A Lancashire schoolboy has taken a special interest in his Great War history project, which has led to a very special journey.
Patrick Thorpe, aged 11, researched the life of an airman who fell in the Great War – Major Joseph Creuss Callaghan of the Royal Munster Fusiliers and Royal Air Force.
Major Callaghan had attended the same school as Patrick, which is Stonyhurst College, Lancashire, and was therefore documented in the Stonyhurst War Record. Patrick found from this and other sources that Major Callaghan had been shot down as he fought alone against 25 German aircraft.
His two brothers, Stanislaus and Eugene, both in the Royal Flying Corps, were also killed in the Great War.
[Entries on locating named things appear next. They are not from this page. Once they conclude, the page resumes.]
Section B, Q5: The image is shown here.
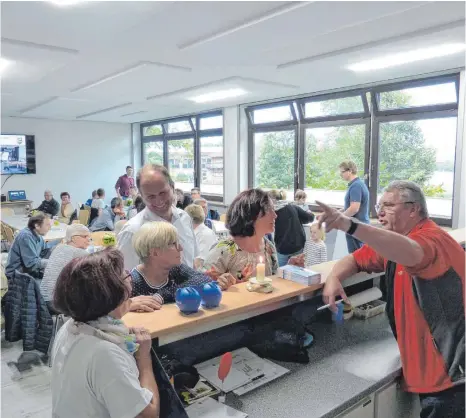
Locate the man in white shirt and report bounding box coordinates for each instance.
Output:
[185,204,217,268]
[117,164,198,270]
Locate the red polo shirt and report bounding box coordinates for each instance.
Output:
[115,174,134,197]
[353,219,466,393]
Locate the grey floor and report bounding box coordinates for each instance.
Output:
[0,338,52,418]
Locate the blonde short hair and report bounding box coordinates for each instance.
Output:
[338,161,358,174]
[133,221,178,262]
[309,223,325,241]
[184,204,205,225]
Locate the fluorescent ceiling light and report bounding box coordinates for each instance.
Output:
[0,57,12,74]
[348,43,466,72]
[189,89,247,103]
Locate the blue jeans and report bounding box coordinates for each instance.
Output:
[277,250,303,267]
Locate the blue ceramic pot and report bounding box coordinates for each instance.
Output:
[175,287,201,314]
[201,282,222,308]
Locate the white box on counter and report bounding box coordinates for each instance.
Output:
[277,264,321,286]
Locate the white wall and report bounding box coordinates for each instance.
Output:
[1,118,133,205]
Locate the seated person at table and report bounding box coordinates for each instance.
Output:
[193,197,212,229]
[131,222,228,311]
[185,205,217,269]
[35,190,60,217]
[204,189,278,284]
[58,192,74,225]
[40,224,91,312]
[91,189,106,215]
[89,197,125,232]
[51,249,160,418]
[84,190,97,207]
[5,213,50,278]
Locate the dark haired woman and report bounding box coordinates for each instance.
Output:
[5,213,50,278]
[204,189,278,287]
[52,249,160,418]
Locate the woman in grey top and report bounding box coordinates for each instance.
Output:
[40,224,91,312]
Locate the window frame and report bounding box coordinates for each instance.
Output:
[244,71,460,227]
[140,110,225,202]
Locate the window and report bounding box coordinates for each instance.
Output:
[143,125,163,136]
[378,81,457,110]
[377,117,457,218]
[304,95,364,118]
[254,130,296,194]
[142,141,163,164]
[168,138,194,192]
[248,74,459,226]
[252,104,293,124]
[200,136,223,195]
[304,124,366,206]
[141,111,223,201]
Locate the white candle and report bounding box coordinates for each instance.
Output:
[256,257,265,282]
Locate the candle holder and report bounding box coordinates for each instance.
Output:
[246,277,273,293]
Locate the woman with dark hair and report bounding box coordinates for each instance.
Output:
[5,213,50,278]
[204,189,278,287]
[58,192,74,225]
[52,249,160,418]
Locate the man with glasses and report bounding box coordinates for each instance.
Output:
[339,161,369,254]
[318,181,466,418]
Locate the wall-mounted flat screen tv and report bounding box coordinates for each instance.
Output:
[0,134,36,175]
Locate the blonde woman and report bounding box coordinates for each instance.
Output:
[131,222,228,312]
[185,204,217,268]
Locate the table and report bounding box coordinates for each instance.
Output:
[2,215,68,241]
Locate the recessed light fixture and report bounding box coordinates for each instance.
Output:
[189,89,247,103]
[348,43,466,72]
[0,57,12,74]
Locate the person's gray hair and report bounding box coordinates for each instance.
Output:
[384,180,429,219]
[184,205,205,225]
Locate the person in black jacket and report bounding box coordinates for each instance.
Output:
[35,190,60,217]
[270,190,314,267]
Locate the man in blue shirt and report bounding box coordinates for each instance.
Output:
[89,197,125,232]
[339,161,370,254]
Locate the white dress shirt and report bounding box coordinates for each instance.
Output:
[194,224,217,261]
[117,206,198,270]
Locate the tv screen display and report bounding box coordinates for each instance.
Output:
[0,134,36,175]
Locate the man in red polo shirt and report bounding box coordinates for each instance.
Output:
[115,165,134,200]
[319,181,466,418]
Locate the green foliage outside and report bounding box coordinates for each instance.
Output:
[255,91,445,197]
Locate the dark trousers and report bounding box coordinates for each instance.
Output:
[419,384,465,418]
[345,234,364,254]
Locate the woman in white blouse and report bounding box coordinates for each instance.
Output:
[185,205,217,269]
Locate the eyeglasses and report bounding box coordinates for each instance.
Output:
[375,201,416,213]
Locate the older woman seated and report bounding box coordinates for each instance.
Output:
[52,249,160,418]
[40,224,91,312]
[204,189,278,284]
[131,222,229,312]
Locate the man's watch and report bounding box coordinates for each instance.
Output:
[346,219,359,235]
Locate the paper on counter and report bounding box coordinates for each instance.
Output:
[186,398,248,418]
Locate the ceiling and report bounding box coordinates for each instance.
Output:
[1,1,465,123]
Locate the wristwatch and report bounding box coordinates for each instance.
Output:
[346,219,359,235]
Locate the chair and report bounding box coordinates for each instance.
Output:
[2,208,15,218]
[78,209,91,226]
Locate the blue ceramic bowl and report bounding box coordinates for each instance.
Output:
[175,287,201,314]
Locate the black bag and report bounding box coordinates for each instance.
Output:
[247,312,309,364]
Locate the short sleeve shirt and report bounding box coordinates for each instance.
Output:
[51,321,153,418]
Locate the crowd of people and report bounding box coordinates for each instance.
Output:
[1,162,465,417]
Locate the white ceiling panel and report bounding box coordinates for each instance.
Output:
[1,1,465,123]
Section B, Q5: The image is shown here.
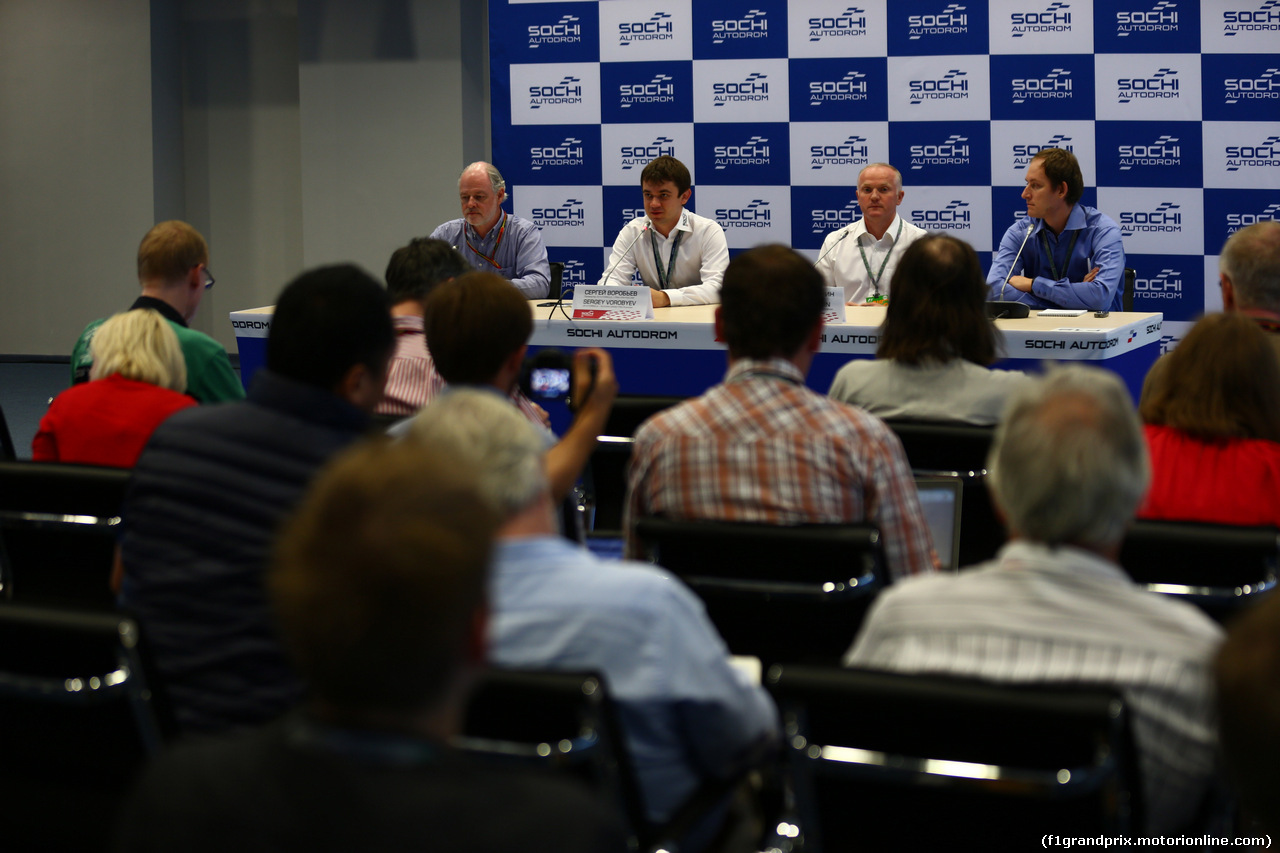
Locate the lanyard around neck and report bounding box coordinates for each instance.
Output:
[858,216,902,296]
[467,211,507,269]
[649,224,685,291]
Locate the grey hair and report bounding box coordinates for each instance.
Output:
[88,309,187,393]
[858,163,902,192]
[458,160,507,195]
[987,365,1151,547]
[408,388,548,519]
[1217,222,1280,311]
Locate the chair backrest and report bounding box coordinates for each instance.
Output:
[767,666,1142,850]
[884,419,1007,566]
[456,669,648,838]
[1120,520,1280,621]
[0,461,131,607]
[0,406,18,462]
[0,605,172,850]
[636,517,887,663]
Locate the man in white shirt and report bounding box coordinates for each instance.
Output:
[817,163,927,305]
[600,156,728,307]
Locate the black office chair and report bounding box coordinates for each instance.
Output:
[0,461,131,608]
[0,605,173,852]
[0,406,18,462]
[1120,520,1280,622]
[636,517,887,665]
[765,666,1142,852]
[582,394,685,537]
[884,418,1007,566]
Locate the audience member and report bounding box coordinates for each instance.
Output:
[845,366,1221,834]
[116,443,625,853]
[411,391,778,821]
[1213,581,1280,835]
[1217,220,1280,357]
[425,273,618,501]
[31,309,196,467]
[431,161,552,300]
[817,163,927,305]
[623,246,937,578]
[115,265,394,731]
[831,234,1029,424]
[72,219,244,403]
[600,155,728,307]
[1138,314,1280,526]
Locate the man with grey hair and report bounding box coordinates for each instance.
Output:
[431,160,552,300]
[408,389,778,835]
[845,366,1222,834]
[1217,220,1280,357]
[817,163,925,305]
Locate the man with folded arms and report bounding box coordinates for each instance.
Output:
[600,156,728,307]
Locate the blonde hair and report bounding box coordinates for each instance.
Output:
[88,309,187,393]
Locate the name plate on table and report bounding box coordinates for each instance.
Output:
[573,287,653,320]
[822,287,845,323]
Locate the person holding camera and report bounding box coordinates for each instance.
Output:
[422,273,618,501]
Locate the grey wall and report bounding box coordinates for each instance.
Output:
[0,0,489,355]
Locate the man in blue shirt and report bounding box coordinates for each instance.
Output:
[410,388,778,822]
[431,161,552,300]
[987,149,1124,311]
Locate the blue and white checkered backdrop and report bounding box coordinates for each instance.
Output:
[489,0,1280,346]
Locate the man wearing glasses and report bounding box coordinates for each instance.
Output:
[72,219,244,403]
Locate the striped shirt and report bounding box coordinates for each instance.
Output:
[625,350,937,578]
[376,314,547,427]
[845,542,1222,834]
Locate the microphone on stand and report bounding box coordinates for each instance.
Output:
[604,216,653,287]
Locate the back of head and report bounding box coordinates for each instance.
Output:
[88,309,187,393]
[987,365,1151,548]
[410,388,548,519]
[138,219,209,282]
[719,243,827,359]
[1032,149,1084,205]
[1139,313,1280,442]
[640,154,692,193]
[268,442,498,712]
[387,237,471,304]
[266,264,396,391]
[422,273,534,386]
[876,234,996,366]
[1217,220,1280,314]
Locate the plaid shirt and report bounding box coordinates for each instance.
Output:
[375,314,547,428]
[623,359,937,579]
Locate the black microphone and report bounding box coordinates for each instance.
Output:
[603,216,653,287]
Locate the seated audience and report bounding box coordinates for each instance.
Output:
[1138,313,1280,526]
[31,309,196,467]
[623,245,937,578]
[115,265,394,731]
[422,273,618,501]
[831,234,1029,424]
[410,389,778,821]
[115,442,625,853]
[845,366,1222,834]
[72,219,244,403]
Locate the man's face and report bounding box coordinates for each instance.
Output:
[458,169,507,236]
[858,167,906,228]
[643,181,694,231]
[1023,160,1066,219]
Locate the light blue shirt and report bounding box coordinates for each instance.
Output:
[987,204,1124,311]
[489,537,778,821]
[431,214,552,300]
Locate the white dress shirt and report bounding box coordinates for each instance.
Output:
[817,214,928,305]
[600,210,728,305]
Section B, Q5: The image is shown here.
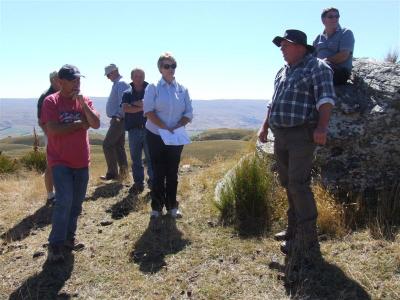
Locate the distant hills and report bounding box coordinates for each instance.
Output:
[0,97,267,138]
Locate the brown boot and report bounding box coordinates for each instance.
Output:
[281,221,320,257]
[274,210,296,241]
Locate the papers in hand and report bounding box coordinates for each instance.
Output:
[158,127,190,146]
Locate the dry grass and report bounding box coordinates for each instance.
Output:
[0,144,400,299]
[313,183,346,238]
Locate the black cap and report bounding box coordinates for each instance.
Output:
[272,29,315,52]
[58,64,85,80]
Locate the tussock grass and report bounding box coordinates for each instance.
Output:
[0,153,19,174]
[215,154,273,235]
[21,151,47,172]
[312,183,348,238]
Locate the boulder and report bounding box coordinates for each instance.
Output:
[315,59,400,192]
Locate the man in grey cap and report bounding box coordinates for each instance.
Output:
[313,7,354,85]
[37,71,60,201]
[100,64,131,180]
[258,29,336,266]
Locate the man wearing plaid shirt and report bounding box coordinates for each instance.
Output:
[258,30,336,264]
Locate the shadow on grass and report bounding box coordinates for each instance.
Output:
[130,216,190,273]
[106,193,150,220]
[0,201,53,242]
[86,182,123,201]
[270,255,371,300]
[9,253,74,300]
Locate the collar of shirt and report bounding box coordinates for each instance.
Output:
[160,77,176,87]
[113,76,122,84]
[322,23,342,38]
[285,53,313,72]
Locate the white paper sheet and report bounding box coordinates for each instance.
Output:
[158,126,191,146]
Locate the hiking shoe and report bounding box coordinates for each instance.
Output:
[150,210,160,220]
[118,166,129,181]
[280,241,290,255]
[64,238,85,251]
[47,244,65,263]
[100,174,117,180]
[274,230,289,241]
[168,208,183,219]
[129,183,144,195]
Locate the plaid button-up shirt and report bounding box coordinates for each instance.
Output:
[268,54,336,129]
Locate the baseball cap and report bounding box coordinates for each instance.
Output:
[58,64,85,80]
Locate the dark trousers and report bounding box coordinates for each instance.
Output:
[146,129,183,211]
[103,118,128,177]
[273,126,317,225]
[333,68,350,85]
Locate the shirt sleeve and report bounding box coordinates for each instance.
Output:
[312,60,336,110]
[40,96,59,124]
[143,84,156,114]
[121,91,131,106]
[340,29,355,52]
[183,89,193,121]
[85,97,100,117]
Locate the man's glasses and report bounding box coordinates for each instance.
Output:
[326,15,340,19]
[163,64,176,70]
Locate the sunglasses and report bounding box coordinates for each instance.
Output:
[326,15,340,19]
[163,64,176,70]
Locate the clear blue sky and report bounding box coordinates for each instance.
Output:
[0,0,400,99]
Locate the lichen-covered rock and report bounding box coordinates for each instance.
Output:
[316,59,400,191]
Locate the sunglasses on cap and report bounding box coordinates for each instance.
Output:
[326,15,340,19]
[163,64,176,70]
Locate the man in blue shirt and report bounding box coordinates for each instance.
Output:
[258,29,336,264]
[121,69,153,194]
[313,7,354,85]
[100,64,130,180]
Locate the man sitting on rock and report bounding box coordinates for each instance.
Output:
[313,7,354,85]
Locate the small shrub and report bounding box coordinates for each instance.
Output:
[0,153,19,174]
[216,154,274,235]
[21,151,47,173]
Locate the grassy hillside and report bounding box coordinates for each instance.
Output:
[193,128,256,141]
[0,137,400,300]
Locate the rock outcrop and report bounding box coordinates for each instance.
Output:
[257,58,400,192]
[316,59,400,191]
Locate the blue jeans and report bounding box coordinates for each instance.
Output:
[49,165,89,245]
[128,128,153,185]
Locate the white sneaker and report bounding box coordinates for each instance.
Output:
[150,210,160,219]
[169,208,183,219]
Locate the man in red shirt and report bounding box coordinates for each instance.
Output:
[41,65,100,262]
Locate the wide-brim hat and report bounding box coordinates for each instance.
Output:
[58,64,85,80]
[272,29,315,52]
[104,64,118,76]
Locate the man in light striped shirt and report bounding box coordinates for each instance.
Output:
[258,30,336,266]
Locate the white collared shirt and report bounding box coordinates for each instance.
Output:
[143,78,193,135]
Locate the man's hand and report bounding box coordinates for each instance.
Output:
[75,94,85,107]
[257,126,268,143]
[313,127,328,145]
[78,115,90,129]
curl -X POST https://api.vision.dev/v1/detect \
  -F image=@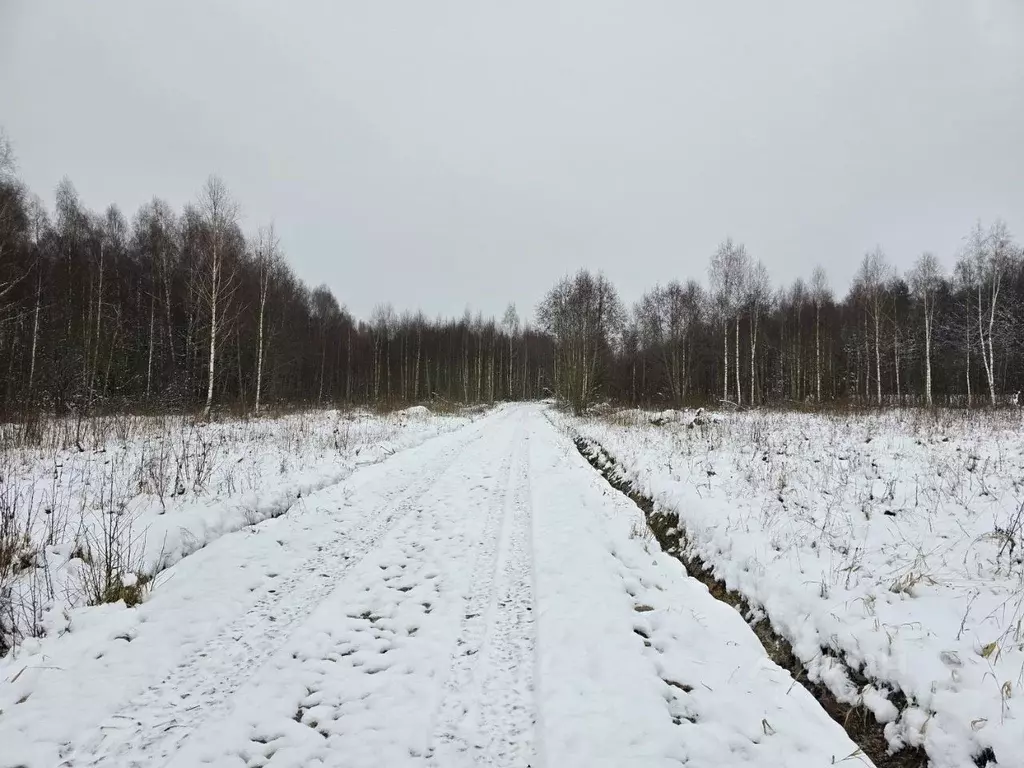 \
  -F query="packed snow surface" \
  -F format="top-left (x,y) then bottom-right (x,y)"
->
top-left (0, 407), bottom-right (471, 648)
top-left (559, 411), bottom-right (1024, 768)
top-left (0, 404), bottom-right (866, 768)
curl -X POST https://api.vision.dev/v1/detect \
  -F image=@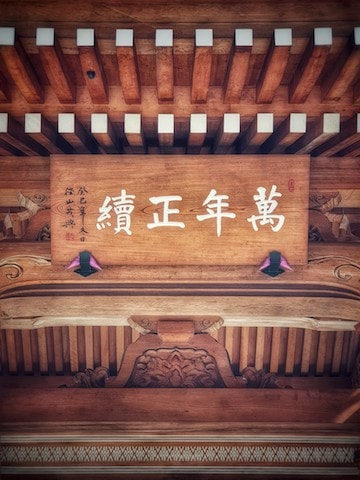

However, Patrick’s project did not end there. He was so interested by what he had learned that he persuaded his parents to take him to Contay, on the Somme, to visit Major Callaghan’s grave, where he laid a wreath and left a copy of his project for future visitors.
“I was really interested in Major Callaghan partly because he went to the same school as me and also because my dad is in the Air Force,” Patrick said.
“He was very brave, and died when his Sopwith Dolphin was shot down in flames. I had lots of different feelings when I found his grave – it’s almost as if I knew him.”
Patrick’s history teacher, Paul Garlington, said: “The study of an old Stonyhurst soldier is a vital part of our history curriculum in Year 7.
“The children are acutely aware of the fact that these young men from a century ago knew Stonyhurst as well as they now do. This research connects young minds with a difficult and emotive subject, focuses them on the important issues of commemoration and remembrance, and leaves a profound and lasting memory. They will not forget them.”